「LAの開放感を部屋に」LIFE’sディレクター 吉田怜香さんの住まい

「LAの開放感を部屋に」LIFE’sディレクター 吉田怜香さんの住まい

[暮らしのアイデア]

2018年04月25日

30代前後の女性を中心に人気を集めるライフスタイルショップ「LIFE’s」のディレクター、吉田怜香さん。オリジナルブランド「TODAYFUL」のデザイナーとしても活躍するファッションセンスのみならず、その素敵なライフスタイルも注目されています。
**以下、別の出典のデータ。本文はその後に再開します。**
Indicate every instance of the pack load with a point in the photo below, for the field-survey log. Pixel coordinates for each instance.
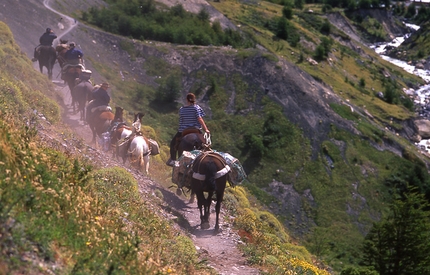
(182, 170)
(155, 148)
(237, 174)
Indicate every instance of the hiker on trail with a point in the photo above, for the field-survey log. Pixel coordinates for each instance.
(73, 55)
(45, 40)
(190, 116)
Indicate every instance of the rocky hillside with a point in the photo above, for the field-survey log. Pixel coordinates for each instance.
(325, 100)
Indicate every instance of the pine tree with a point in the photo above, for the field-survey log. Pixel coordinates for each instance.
(400, 244)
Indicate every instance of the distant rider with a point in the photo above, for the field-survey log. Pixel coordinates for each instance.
(45, 40)
(100, 100)
(61, 49)
(74, 56)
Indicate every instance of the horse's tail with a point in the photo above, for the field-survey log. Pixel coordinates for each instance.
(212, 169)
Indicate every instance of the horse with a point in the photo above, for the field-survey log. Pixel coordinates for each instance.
(209, 176)
(81, 94)
(140, 148)
(61, 50)
(46, 57)
(119, 131)
(69, 73)
(191, 141)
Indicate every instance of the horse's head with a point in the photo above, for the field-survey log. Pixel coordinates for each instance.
(119, 114)
(137, 123)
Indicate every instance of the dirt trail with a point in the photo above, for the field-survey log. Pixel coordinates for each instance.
(220, 250)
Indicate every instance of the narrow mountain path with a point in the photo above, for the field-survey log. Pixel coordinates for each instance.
(219, 250)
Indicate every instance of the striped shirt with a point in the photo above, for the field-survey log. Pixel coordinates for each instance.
(188, 116)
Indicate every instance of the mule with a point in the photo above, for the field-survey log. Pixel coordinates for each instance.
(190, 141)
(119, 132)
(61, 50)
(46, 57)
(69, 73)
(81, 94)
(140, 148)
(99, 123)
(210, 172)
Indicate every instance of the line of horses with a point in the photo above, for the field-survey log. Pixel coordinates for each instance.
(129, 143)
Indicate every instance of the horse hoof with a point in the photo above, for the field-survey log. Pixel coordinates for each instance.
(205, 225)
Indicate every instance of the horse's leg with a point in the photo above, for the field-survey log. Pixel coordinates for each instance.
(146, 164)
(192, 196)
(207, 205)
(221, 183)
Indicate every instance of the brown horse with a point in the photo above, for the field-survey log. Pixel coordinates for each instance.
(81, 94)
(100, 123)
(46, 57)
(209, 176)
(61, 50)
(119, 131)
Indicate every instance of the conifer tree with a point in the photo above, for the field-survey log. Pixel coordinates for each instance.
(400, 244)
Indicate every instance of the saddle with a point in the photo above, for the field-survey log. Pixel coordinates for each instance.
(191, 130)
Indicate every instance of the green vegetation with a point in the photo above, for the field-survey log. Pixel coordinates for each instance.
(346, 185)
(347, 168)
(75, 218)
(143, 20)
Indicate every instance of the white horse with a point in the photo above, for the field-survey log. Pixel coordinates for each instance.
(139, 150)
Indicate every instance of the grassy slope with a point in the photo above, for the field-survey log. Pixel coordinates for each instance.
(63, 213)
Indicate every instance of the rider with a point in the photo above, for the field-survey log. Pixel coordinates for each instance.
(73, 55)
(45, 40)
(190, 116)
(100, 98)
(61, 49)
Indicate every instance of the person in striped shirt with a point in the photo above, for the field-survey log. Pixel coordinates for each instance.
(190, 116)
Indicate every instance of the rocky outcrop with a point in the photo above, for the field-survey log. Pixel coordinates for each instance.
(423, 126)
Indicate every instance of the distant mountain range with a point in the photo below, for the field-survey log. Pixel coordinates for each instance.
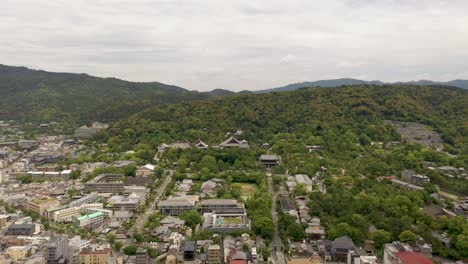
(41, 96)
(36, 95)
(348, 81)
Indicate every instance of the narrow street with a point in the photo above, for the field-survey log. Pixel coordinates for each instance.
(142, 218)
(276, 256)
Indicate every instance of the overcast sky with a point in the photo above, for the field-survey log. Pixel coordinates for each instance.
(240, 44)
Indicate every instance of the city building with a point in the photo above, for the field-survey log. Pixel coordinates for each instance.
(106, 183)
(90, 220)
(225, 222)
(189, 249)
(269, 160)
(402, 253)
(145, 171)
(175, 206)
(122, 203)
(20, 230)
(89, 198)
(40, 205)
(18, 253)
(94, 255)
(57, 250)
(221, 206)
(214, 254)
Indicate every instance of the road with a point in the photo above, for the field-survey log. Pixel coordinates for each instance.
(277, 257)
(141, 220)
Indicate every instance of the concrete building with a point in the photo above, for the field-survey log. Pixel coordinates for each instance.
(106, 183)
(225, 222)
(40, 205)
(214, 254)
(4, 219)
(400, 253)
(89, 198)
(57, 250)
(97, 255)
(269, 160)
(221, 205)
(189, 250)
(21, 230)
(145, 171)
(121, 203)
(18, 253)
(175, 207)
(90, 220)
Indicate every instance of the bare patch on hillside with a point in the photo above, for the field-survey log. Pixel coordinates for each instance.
(418, 133)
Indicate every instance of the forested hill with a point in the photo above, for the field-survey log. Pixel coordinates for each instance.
(304, 114)
(78, 98)
(348, 81)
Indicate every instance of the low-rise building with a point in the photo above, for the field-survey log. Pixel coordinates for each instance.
(122, 203)
(145, 171)
(106, 183)
(21, 230)
(269, 160)
(221, 205)
(40, 205)
(175, 206)
(96, 255)
(214, 254)
(90, 220)
(400, 253)
(18, 253)
(225, 222)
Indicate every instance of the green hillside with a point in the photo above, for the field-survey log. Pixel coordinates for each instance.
(79, 98)
(304, 113)
(344, 121)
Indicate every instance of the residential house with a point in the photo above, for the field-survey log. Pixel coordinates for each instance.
(145, 171)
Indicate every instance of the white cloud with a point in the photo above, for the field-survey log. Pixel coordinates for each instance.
(235, 44)
(288, 58)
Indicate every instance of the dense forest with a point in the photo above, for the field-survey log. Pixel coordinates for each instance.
(357, 148)
(305, 114)
(79, 98)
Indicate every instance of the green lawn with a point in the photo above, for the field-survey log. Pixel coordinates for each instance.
(248, 190)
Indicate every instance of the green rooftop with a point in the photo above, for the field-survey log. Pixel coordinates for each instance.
(93, 215)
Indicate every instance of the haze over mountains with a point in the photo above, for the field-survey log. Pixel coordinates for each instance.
(349, 81)
(80, 98)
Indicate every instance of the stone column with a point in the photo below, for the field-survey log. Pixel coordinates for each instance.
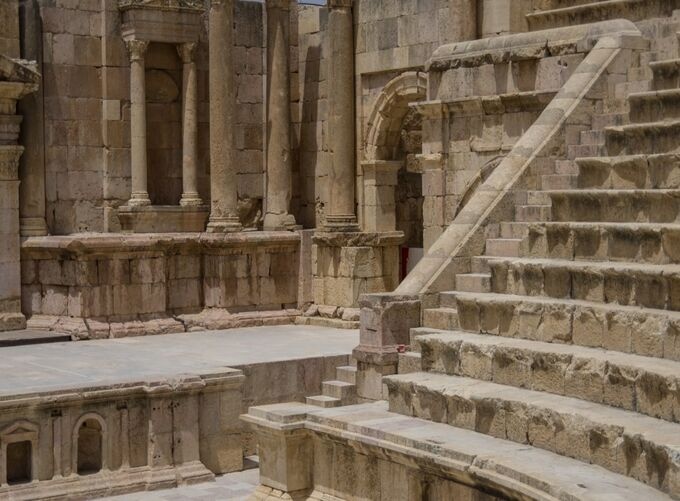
(140, 193)
(32, 137)
(463, 16)
(223, 187)
(341, 213)
(279, 162)
(189, 126)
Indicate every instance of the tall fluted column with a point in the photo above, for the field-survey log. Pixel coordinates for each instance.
(140, 193)
(463, 15)
(341, 213)
(189, 126)
(32, 164)
(279, 162)
(223, 187)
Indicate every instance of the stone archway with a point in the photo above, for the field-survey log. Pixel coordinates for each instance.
(391, 175)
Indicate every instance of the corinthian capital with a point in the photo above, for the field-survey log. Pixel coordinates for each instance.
(186, 52)
(136, 49)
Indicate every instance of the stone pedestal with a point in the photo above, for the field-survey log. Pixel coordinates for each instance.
(386, 322)
(346, 265)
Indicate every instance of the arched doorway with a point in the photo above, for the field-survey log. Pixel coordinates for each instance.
(392, 147)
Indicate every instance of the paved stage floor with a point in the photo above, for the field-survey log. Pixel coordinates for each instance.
(46, 367)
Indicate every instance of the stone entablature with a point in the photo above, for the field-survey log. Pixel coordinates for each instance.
(119, 438)
(99, 285)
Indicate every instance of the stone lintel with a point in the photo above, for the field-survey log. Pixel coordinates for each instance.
(163, 218)
(358, 239)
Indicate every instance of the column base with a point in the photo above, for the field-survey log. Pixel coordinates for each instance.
(190, 200)
(341, 223)
(280, 222)
(33, 227)
(229, 224)
(140, 199)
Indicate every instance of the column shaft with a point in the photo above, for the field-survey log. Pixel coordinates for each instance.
(140, 193)
(341, 215)
(223, 181)
(189, 127)
(279, 162)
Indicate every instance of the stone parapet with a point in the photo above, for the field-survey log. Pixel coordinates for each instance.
(132, 435)
(103, 285)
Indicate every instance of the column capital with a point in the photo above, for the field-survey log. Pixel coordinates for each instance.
(340, 4)
(136, 49)
(187, 51)
(278, 4)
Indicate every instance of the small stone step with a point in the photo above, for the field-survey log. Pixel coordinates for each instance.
(666, 74)
(532, 213)
(654, 106)
(661, 171)
(509, 247)
(513, 230)
(323, 401)
(440, 318)
(347, 374)
(652, 243)
(558, 181)
(346, 392)
(473, 282)
(628, 329)
(630, 382)
(633, 284)
(558, 424)
(641, 206)
(648, 137)
(409, 362)
(31, 336)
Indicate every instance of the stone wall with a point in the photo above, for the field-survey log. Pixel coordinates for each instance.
(106, 286)
(87, 115)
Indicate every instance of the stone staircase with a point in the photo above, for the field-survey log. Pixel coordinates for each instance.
(565, 335)
(338, 392)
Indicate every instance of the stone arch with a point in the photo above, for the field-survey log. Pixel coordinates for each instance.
(19, 453)
(89, 451)
(389, 111)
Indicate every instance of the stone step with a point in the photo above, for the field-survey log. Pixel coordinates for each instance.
(503, 247)
(649, 386)
(586, 431)
(633, 284)
(661, 171)
(585, 13)
(628, 329)
(558, 181)
(575, 151)
(473, 282)
(31, 336)
(648, 137)
(666, 74)
(513, 229)
(531, 213)
(441, 318)
(346, 374)
(346, 392)
(409, 362)
(323, 401)
(592, 137)
(642, 206)
(654, 106)
(653, 243)
(527, 472)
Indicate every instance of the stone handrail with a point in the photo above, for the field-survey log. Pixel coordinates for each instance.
(464, 236)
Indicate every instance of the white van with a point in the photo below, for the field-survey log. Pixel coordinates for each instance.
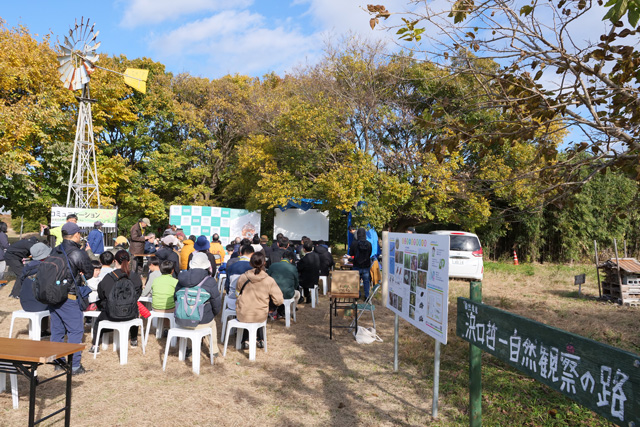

マンションに暮らし、部屋にはリフォーム・DIYを加えてこだわりを反映。ゆったりとリラックスできる西海岸テイストに洗練された大人のムードも加わり、魅力的な空間となっています。そんな、住まいのコーディネートを楽しむ吉田さんのお部屋を訪ねました。

一番心地いい「LA」の開放感を部屋に取り入れる

好奇心いっぱいの目をしたチワワのべルちゃん&テツくんを両腕に抱え上げ、柔らかな微笑みで迎えてくれた吉田怜香さん。玄関ホールを抜けて居室のドアを開けると、リビングダイニングと寝室をガラスのスライドドアで仕切った、広々とした空間が広がります。

現在はアパレルブランドのデザイナーとしてLAやニューヨーク、インド、ペルーなど、さまざまな国を訪れる機会の多い吉田さん。これまでにたくさんの国を訪れてきましたが、自身が心地よいと感じるのは、ロサンゼルス(LA)など、アメリカ西海岸のスタイルだそう。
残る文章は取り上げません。